Crash Course: Computer Vision

This is the companion article for my presentation about computer vision at Evanston Township High School. This presentation is part of the requirements for my participation in NASA's Lunabotics Challenge.

Computer Vision

According to Wikipedia:

"Computer vision is an interdisciplinary field that deals with how computers can be made to gain high-level understanding from digital images or videos."

In other words, computer vision is the field that deals with making computers see things. It is called interdisciplinary because two disciplines are involved: scientists and engineers. Scientists are concerned with the theory behind artificial systems that extract information from images. Engineers apply those theories to automate tasks that the human visual system can do.

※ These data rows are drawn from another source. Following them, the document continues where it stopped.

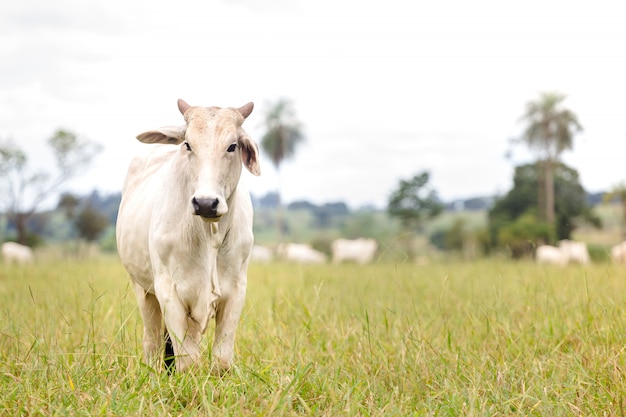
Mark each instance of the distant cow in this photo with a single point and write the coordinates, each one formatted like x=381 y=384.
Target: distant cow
x=575 y=252
x=567 y=252
x=361 y=251
x=301 y=253
x=184 y=232
x=14 y=253
x=552 y=255
x=618 y=253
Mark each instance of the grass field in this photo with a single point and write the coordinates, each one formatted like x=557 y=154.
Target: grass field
x=490 y=338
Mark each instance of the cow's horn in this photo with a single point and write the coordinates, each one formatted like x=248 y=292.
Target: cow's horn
x=183 y=106
x=246 y=109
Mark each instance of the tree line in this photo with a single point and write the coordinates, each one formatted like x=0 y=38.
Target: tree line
x=545 y=204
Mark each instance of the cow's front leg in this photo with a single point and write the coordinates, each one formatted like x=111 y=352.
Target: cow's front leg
x=226 y=320
x=183 y=331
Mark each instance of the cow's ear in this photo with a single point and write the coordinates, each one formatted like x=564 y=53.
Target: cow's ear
x=250 y=154
x=172 y=135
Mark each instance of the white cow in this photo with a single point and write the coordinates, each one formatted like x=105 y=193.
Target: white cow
x=300 y=252
x=575 y=252
x=567 y=252
x=361 y=250
x=618 y=253
x=14 y=253
x=184 y=233
x=552 y=255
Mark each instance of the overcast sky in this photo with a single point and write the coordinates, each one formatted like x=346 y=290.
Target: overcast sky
x=385 y=89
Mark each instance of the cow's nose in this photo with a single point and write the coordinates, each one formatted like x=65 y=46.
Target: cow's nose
x=205 y=207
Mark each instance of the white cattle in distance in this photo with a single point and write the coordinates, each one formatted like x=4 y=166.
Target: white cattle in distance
x=618 y=253
x=361 y=251
x=567 y=252
x=184 y=233
x=547 y=254
x=14 y=253
x=300 y=253
x=575 y=252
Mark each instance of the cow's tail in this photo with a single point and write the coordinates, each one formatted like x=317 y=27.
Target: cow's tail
x=168 y=354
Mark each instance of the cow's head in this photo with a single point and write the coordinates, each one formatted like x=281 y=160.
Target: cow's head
x=212 y=147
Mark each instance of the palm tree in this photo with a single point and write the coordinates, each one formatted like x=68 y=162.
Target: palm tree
x=282 y=137
x=550 y=131
x=618 y=193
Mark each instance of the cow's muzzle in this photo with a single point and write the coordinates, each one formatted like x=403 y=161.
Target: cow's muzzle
x=206 y=207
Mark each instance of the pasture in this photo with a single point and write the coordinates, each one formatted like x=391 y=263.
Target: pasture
x=488 y=338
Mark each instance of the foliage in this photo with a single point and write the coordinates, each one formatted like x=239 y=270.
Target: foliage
x=618 y=193
x=25 y=189
x=549 y=131
x=521 y=200
x=549 y=127
x=414 y=201
x=283 y=132
x=90 y=223
x=482 y=338
x=520 y=237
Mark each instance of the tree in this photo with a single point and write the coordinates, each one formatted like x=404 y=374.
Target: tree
x=550 y=130
x=513 y=220
x=280 y=141
x=412 y=203
x=24 y=188
x=618 y=192
x=90 y=223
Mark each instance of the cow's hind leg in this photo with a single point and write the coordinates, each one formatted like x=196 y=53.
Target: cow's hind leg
x=168 y=354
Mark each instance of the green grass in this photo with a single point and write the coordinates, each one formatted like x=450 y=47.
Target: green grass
x=490 y=338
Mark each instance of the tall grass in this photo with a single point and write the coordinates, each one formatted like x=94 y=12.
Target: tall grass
x=461 y=339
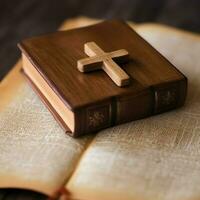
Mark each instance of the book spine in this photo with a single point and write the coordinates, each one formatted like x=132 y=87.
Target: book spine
x=157 y=99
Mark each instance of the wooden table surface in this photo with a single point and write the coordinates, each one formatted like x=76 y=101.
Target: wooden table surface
x=24 y=18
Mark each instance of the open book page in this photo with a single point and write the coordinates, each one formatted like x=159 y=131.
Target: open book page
x=155 y=158
x=35 y=152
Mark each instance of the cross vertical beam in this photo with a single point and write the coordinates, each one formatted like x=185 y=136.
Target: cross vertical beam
x=98 y=59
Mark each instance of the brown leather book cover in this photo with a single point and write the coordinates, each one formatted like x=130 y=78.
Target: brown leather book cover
x=97 y=102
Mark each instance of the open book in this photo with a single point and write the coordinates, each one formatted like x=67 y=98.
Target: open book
x=155 y=158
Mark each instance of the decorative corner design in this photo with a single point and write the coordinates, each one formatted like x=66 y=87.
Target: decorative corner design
x=98 y=117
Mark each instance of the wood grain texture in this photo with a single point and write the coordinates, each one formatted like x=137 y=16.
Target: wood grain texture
x=98 y=59
x=17 y=16
x=96 y=101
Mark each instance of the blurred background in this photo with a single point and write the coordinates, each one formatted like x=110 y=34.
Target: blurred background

Some of these tasks include:

Scene reconstruction: building 3D models from images and videos.
Object and event detection: detecting objects and events in images and videos.
Activity and object recognition: recognizing and classifying activities and objects in images and videos.
Video tracking: tracking the motion of an object through a video.
3D pose estimation: determining the positions of a person's limbs in an image or video.
Image restoration: improving the quality of images.

Since there are unlimited possible images and computers have a limited amount of memory, it is impossible to tell a computer exactly how it should perceive every image. For this reason, it is necessary to use machine learning to teach the computer how to make inferences. Machine learning is the use of an algorithm whose performance improves over time as it is exposed to more data. This is what people are typically referring to when they talk about artificial intelligence.

Scene Reconstruction

This image is from the Stanford Computer Graphics Laboratory. Computers understand shapes as meshes of triangles. This image shows how the computer maps a generated texture onto the mesh of triangles to create a 3D representation of the scene.

Object Recognition and Video Tracking

This video serves as an introduction to the Jetson Orin Nano, which is the computer that will control our Lunabotics robot. The video contains several examples that demonstrate object detection and recognition and video tracking.

3D Pose Estimation

The video that is shown in the presentation is from the National Center for Biotechnology Information. Notice that the man in the video is not wearing any tracking devices, so the pose estimation must be entirely based on visual input.

Image Restoration

This image was restored using a project called DeOldify. The image is "Migrant Mother," taken by Dorothea Lange in 1936.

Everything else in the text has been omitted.